Con honores militares, un oficial de la Armada recibe, en la estación de Weymouth a un exótico cortejo.
El 10 de febrero de 1910, por la mañana, Virginia Woolf formaba parte del séquito del Emperador de Abisinia (el León de Judea), que visitaba el buque más moderno de la orgullosa marina inglesa, el flamante H.M.S. Dreadnought. La escritora en ciernes iba debidamente ataviada para la ocasión, “con un caftán de ricos bordados, turbante y una bella cadena de oro hasta la cintura”, según cuenta su sobrino y biógrafo Quentin Bell. En su rostro embetunado lucía una barba y un bigote notorios. Bigote y barba no eran menos postizos que el Emperador. El almirante mostraba las instalaciones del navío y uno de los acompañantes traducía al bantú las explicaciones para el Emperador. El bantú también era falso, o era un bantú creativo, trufado de alguna lengua imaginaria (tahli bussor ahbat…). Uno de los oficiales puso en vilo el alma de los impostores al referirse a un marinero abisionio enrolado, pero que, lamentablemente –¡profundo suspiro!—estaba en tierra de permiso. En el cuarto de oficiales, el traductor insistió en que los camareros debían llevar guantes blancos para servir a su señor.
¿Qué hacía tan singular cortejo a bordo de aquel buque de guerra? ¿Con qué objeto habían tramado una farsa tan surrealista? ¿Para denigrar al Foreign Office o al Almirantazgo? ¿Por puro afán de diversión?
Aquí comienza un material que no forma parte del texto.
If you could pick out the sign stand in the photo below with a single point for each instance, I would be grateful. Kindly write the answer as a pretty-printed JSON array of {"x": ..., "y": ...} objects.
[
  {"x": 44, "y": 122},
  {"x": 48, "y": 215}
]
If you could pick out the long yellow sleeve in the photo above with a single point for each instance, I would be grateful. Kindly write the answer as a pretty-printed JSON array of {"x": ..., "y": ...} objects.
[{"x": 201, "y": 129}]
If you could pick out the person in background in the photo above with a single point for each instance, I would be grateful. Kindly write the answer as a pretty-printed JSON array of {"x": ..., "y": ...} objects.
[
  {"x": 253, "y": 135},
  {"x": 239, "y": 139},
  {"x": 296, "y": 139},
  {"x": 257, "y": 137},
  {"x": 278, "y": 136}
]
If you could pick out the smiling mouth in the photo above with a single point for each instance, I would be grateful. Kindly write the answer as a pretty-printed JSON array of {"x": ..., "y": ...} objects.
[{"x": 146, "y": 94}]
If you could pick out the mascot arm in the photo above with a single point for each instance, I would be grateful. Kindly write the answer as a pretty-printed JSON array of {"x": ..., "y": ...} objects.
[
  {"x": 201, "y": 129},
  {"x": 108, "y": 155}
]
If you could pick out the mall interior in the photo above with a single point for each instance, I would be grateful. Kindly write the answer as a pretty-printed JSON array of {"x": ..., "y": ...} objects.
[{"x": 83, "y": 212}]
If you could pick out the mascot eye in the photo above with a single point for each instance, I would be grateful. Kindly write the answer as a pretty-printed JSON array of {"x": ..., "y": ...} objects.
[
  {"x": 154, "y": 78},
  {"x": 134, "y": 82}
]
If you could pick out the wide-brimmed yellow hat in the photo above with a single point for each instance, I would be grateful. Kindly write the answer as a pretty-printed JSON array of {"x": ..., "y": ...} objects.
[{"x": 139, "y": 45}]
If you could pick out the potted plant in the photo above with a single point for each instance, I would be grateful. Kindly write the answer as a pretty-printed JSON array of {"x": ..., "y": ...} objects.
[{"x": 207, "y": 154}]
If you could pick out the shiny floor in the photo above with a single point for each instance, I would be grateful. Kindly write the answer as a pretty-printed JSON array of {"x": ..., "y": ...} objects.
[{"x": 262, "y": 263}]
La aparatosa broma tuvo sus secuelas y la farsa se tornó astracanada cuando llegó a debatirse en plena Cámara de los Comunes. A los hombres más serios del país la broma les hizo poca gracia o ninguna. Se elevaron voces solemnes: ¡Conspiración!, ¡el honor de la Armada!, ¡los responsables deben pagar su falta!, etc. ¡Pobre Nelson! ¿Acaso los ingleses habían perdido su peculiar sentido del humor? ¿No son el ingenio, la arrogancia y la audacia señas de identidad de su idiosincrasia?